I couldn’t speak. I hung up the phone, curled up into a ball on my floor, and cried my eyes out. After I had calmed down a bit I called another oncologist, whom I had actually chosen to take my case, and explained what the first doctor had said. “Hmmm…,” he thought for a moment, “The only type of cervical cancer that would be THAT serious is something called Small Cell Neuroendocrine Carcinoma of the Cervix. There’s only about a three percent chance you would have that. Did he use those words?” I couldn’t remember. After assuring me that we would get to the bottom of this, my doctor called the lab to have my original LEEP slides sent to his office for review.
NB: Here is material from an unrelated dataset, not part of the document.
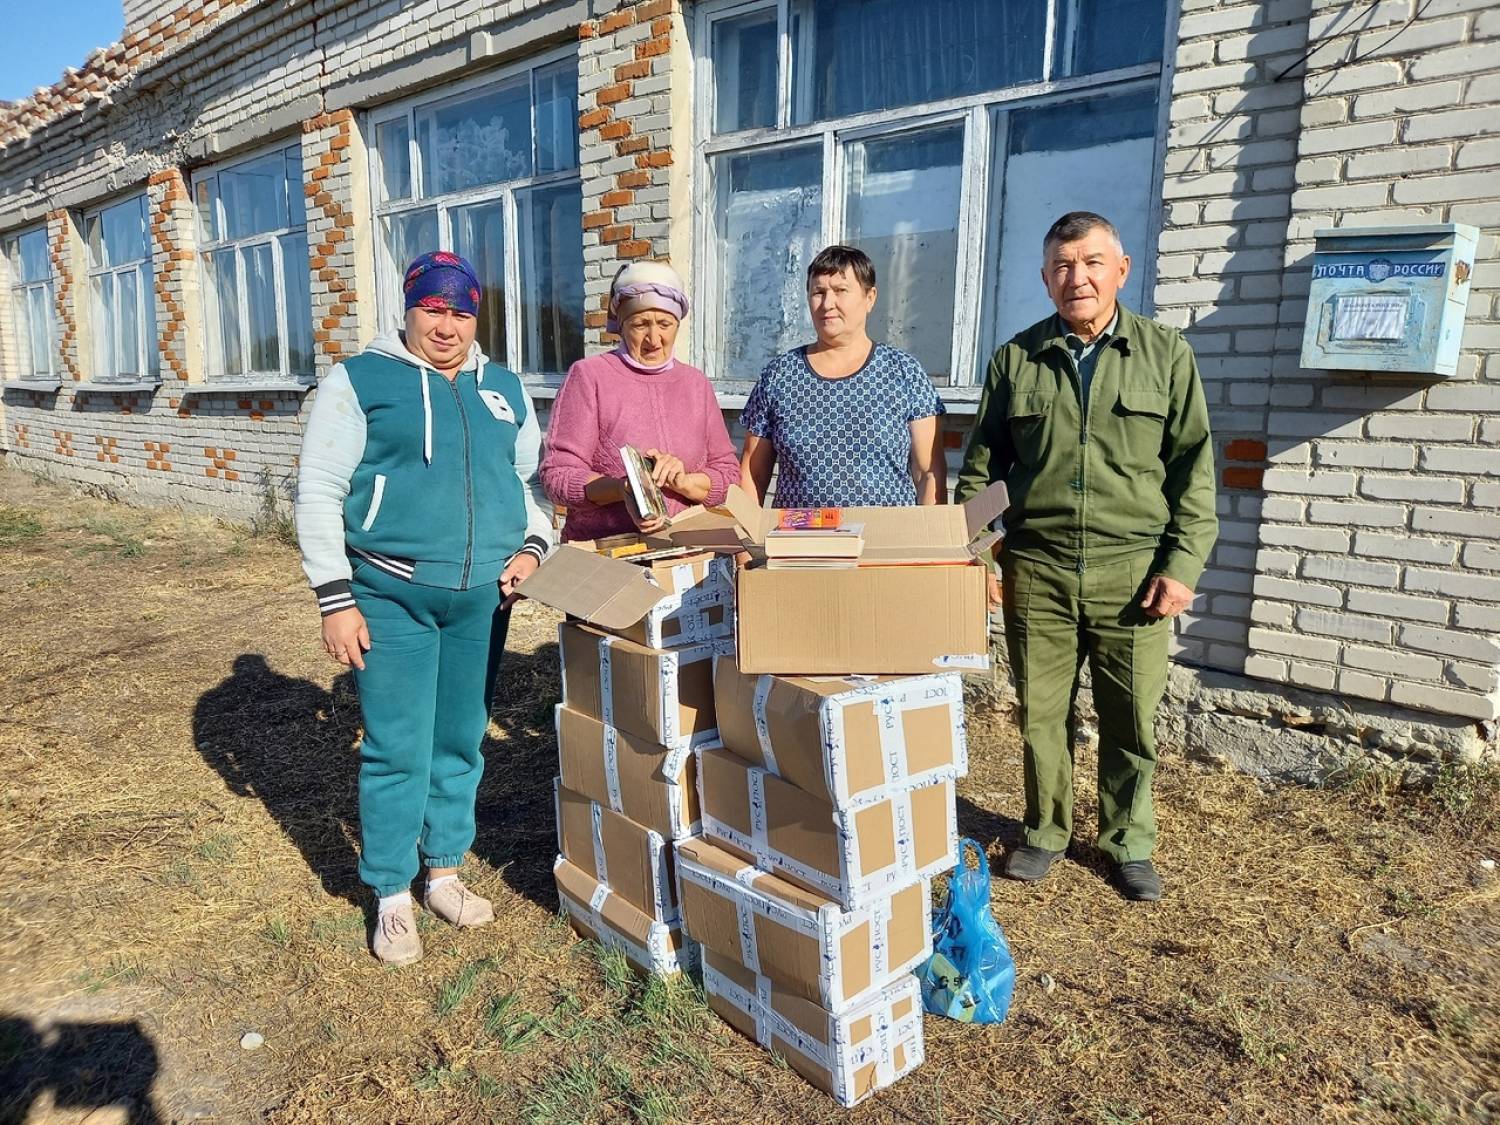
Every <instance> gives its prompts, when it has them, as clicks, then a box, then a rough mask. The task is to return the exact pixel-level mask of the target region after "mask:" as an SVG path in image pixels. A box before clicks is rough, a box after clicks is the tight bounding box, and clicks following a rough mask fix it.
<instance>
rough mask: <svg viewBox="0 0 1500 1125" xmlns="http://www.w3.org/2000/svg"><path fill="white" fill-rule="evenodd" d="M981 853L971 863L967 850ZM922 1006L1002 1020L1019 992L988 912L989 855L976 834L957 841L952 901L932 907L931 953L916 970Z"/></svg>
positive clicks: (994, 922) (978, 1016)
mask: <svg viewBox="0 0 1500 1125" xmlns="http://www.w3.org/2000/svg"><path fill="white" fill-rule="evenodd" d="M971 847H972V849H974V852H975V855H978V858H980V865H978V868H972V867H969V865H968V862H966V859H968V850H969V849H971ZM916 977H918V980H919V981H921V984H922V1007H924V1008H926V1010H927V1011H930V1013H933V1014H935V1016H947V1017H948V1019H951V1020H960V1022H962V1023H1001V1022H1002V1020H1005V1013H1008V1011H1010V1010H1011V993H1014V992H1016V962H1014V960H1013V959H1011V948H1010V947H1008V945H1007V944H1005V935H1004V933H1002V932H1001V924H999V922H998V921H995V915H993V913H992V912H990V861H989V858H987V856H986V855H984V849H983V847H980V844H978V843H977V841H975V840H969V838H963V840H960V841H959V865H957V867H954V868H953V873H951V874H950V876H948V901H947V903H944V904H942V906H941V907H939V909H936V910H933V956H932V957H929V959H927V962H926V963H924V965H922V966H921V968H919V969H918V971H916Z"/></svg>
It was a long few days waiting out the results but, as I had feared, it turned out that I was one of the super-rare cases of Small Cell Neuroendocrine Carcinoma of the Cervix. Surgery was set up for a month later, on June 14, 2011. Since I really wanted to have my eggs harvested for future use, I got that process started immediately. In the meantime, I was ordered not to Google my diagnosis because everyone’s case is different. I obeyed those orders.

At the end of May, 16 eggs were harvested. On June 14th, I had a radical hysterectomy, including removal of my ovaries and a bunch of lymph nodes. The pathology showed that my cancer had grown larger than they had anticipated, and the disease was found in one of the nodes they had removed. I was staged IIb, instead of the original thought of Ib.

After a few weeks of recovery and a nasty infection that landed me back in the hospital, I started the first of four rounds of chemotherapy, in conjunction with my first of 28 rounds of external radiation. Two weeks later, I was sick, in pain and bald. Luckily, I found an online support group that helped me realize there were others out there with this terrible cancer. I also found out all of the information I would have discovered had I been allowed to Google and it scared me to death.

First, there is no known link between HPV and SCCC. It was just a coincidence that I had both. My original gynecologist, like so many people out there, was misinformed. Second, SCCC has an 80% chance of recurrence and death within the first five years of diagnosis. Third, women who were found with stage IIb or higher generally had even less of a chance of survival. I had to try to think positively which, now that I knew the details, was not easy to do.

I finished my radiation treatments and three weeks after my third cycle of chemo, I actually made it to my own wedding – wig and all! And three days later, my honeymoon was spent back in chemo.

Two years after I finished my last treatment, my hair had grown back nicely, we finally went on our honeymoon to Bora Bora, and a gestational carrier became pregnant with our little girl, Aria, who was born on May 16, 2014. I go back for CT scans of my pelvis and chest every six months to check for recurrence. So far, I’ve been lucky. I cannot say that my mental state is always positive, but I will continue to try as hard as I can to keep going and living my life.